Let's break this down call-by-call. Since recursive functions will break down into further recursive calls, all of them eventually eventually end in a base case. In the fibonacci(5) call, you can see eventually all of them end up in n either equalling 2 or 1, our base case. So to get our final answer of 5 (which is the correct answer) we end up adding 1 to itself 5 times to get 5. That seems silly, right?

So what if we call fibonacci(30)? The answer is 832040. You guessed it, we add 1 to itelf, 832040 times. What if we call fibonacci(200)? Chances are you'll get a stack overflow.

Not very efficient here, but very elegant code. Here you'd need to trade off having readable code versus a relatively poor performance profile. If your use case says you'll only need to call no more than with n = 10, yeah, this is probably okay. If you need to call it with n = 200, you need to rewrite it to something different.

Here's the iterative solution:

function fibonacci(n) {
  const sequence = [0, 1];
  for (let i = 2; i < n + 1; i++) {
    sequence.push(sequence[i - 2] + sequence[i - 1]);
  }
  return sequence[n];
}

Not terribly long, but it's definitely harder to get your mind around. Again, you'll need to balance your needs versus how readable the code is.

Nested Addition Exercise

Let's say I give an array. In this array there are two types of things: numbers and more arrays. In those arrays, they too are numbers and more arrays. An example could be [1, 2, 3, 4, 5, [6, 7, 8], 9, [[10, 11], 13, [14]]]. This would take all of these numbers, regardless of how nested they are, and add them together.

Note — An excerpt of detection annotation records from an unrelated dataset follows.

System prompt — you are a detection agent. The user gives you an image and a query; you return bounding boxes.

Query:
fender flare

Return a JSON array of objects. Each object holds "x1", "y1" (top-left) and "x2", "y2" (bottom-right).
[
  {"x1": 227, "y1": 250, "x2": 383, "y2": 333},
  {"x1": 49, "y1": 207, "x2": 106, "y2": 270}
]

The base case won't (probably) be the first thing in this exercise!

🚨 NOTE: By default, I put test.skip on all the tests so you can write the code before you run the tests. Write the code first that you think will work, then remove the .skip part. If you write an infinite loop or a runaway recursive function, this can lock up the browser. It's a good idea to save your work (either to your own repo or just copy/paste it out of CodeSandbox) in case you do crash it.

Go ahead and give it a shot here:

Edit algorithms-exercises

We're going to work on /specs/recursion/nested-arrays.test.js. Go give that a shot.

Factorials Exercise

One more exercise for you, just to really hammer home recursion. Have you ever heard of factorials? It's a mathematical function that looks like this: 5!. A factorial is n * (n-1)!. So 5! = 5 * 4!. It really ends up being 5 * 4 * 3 * 2 * 1. 1! = 1.

Go ahead and give this a try. It's fairly similar to the previous fibonacci problem but a little different.

Edit algorithms-exercises

We're going to work on /specs/recursion/factorials.test.js. Go give that a shot.